2. Replacement Debit/Credit Cards (if needed overnight delivery) cannot be overnighted directly to the PO Box where we are located.  Fortunately, our cards are on different months for expiration so we aren’t without the ability to have money for food, etc.

3. Some campgrounds will allow you to have Amazon purchases delivered directly to the office that we can pick up later.  (The frustration here is that we mostly stay at KOAs which are independently owned and operated, so they can make their own decisions on allowing to receive full-timer’s mail or not).

4. If picking up mail sent from our UPS Store personal address to our PO Box after-hours, some times the USPS office will leave a slip for you to retrieve your mail at the counter.  Which you’ll have to come back the next day during business hours to pick them up.

5. UPS will deliver packages to a PO Box, FedEX will NOT.

6. Depending on how much mail we have sitting on hold at our UPS Personal Mailbox, it can be $20-$30/month that we get charged just to have our mail-forwarded.
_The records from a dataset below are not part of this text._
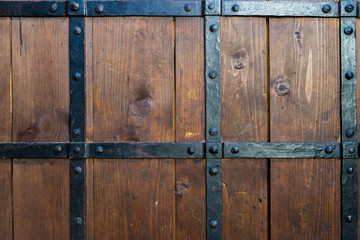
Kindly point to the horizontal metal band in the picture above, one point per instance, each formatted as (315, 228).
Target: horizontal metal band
(281, 150)
(280, 8)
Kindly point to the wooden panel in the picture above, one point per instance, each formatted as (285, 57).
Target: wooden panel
(133, 102)
(244, 118)
(41, 113)
(5, 129)
(190, 127)
(304, 106)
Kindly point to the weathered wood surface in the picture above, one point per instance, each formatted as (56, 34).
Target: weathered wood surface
(244, 118)
(305, 106)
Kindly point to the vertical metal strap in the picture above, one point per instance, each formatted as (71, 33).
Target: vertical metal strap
(77, 123)
(349, 193)
(213, 128)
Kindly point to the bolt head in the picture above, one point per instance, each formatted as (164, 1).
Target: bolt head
(329, 150)
(235, 8)
(78, 170)
(348, 30)
(99, 8)
(349, 8)
(235, 150)
(349, 75)
(191, 150)
(74, 6)
(213, 150)
(212, 74)
(213, 223)
(77, 30)
(326, 8)
(350, 170)
(349, 133)
(53, 8)
(213, 28)
(213, 171)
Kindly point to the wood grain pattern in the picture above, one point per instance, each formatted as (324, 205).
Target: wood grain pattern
(244, 118)
(305, 106)
(41, 113)
(133, 102)
(190, 123)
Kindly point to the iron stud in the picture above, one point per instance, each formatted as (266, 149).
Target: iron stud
(348, 218)
(58, 149)
(349, 133)
(213, 224)
(348, 30)
(213, 171)
(213, 28)
(235, 8)
(74, 6)
(349, 75)
(235, 150)
(53, 8)
(191, 150)
(212, 74)
(349, 8)
(213, 131)
(78, 221)
(99, 150)
(99, 8)
(329, 150)
(350, 170)
(78, 170)
(213, 150)
(77, 30)
(188, 7)
(211, 6)
(326, 8)
(76, 132)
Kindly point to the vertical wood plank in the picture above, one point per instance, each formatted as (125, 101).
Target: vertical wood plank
(190, 122)
(305, 106)
(133, 102)
(41, 113)
(5, 129)
(244, 118)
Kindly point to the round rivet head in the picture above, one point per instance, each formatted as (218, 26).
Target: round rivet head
(350, 170)
(349, 133)
(213, 171)
(326, 8)
(235, 8)
(74, 6)
(191, 150)
(58, 149)
(349, 8)
(348, 218)
(213, 223)
(213, 150)
(213, 28)
(99, 8)
(213, 131)
(77, 30)
(99, 150)
(53, 8)
(78, 221)
(349, 75)
(188, 8)
(329, 150)
(235, 150)
(78, 170)
(212, 74)
(348, 30)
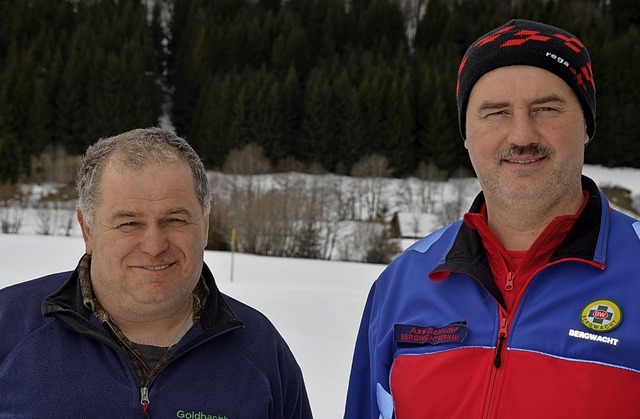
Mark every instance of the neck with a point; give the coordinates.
(164, 330)
(518, 224)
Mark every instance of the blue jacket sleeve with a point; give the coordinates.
(368, 392)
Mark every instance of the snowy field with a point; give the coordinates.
(316, 305)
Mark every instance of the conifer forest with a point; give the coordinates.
(319, 83)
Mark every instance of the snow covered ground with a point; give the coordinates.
(316, 305)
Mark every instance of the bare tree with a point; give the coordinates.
(371, 170)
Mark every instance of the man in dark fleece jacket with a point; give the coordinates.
(139, 328)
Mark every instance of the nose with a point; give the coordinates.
(154, 240)
(522, 130)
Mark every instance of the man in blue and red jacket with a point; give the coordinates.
(139, 328)
(528, 306)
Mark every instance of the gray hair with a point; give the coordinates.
(134, 150)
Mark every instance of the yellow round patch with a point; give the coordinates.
(601, 316)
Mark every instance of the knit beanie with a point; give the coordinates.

7. Finding the time to go to the USPS to send mail or pickup mail can be headache.  Especially if you have service requirements that force you to mailing paper copy documents and money orders, etc.


  • Candy Holme

    Whew!!! That’s a whole lotta trouble just for mail. I always wondered about that. Very good information!

    • bshoemaker

      Sadly, it’s been much effort just to get mail. Most RV’ers usually have family in the area that they left from that they can forward their mail to and have them assist. Wasn’t an option for us, unfortunately.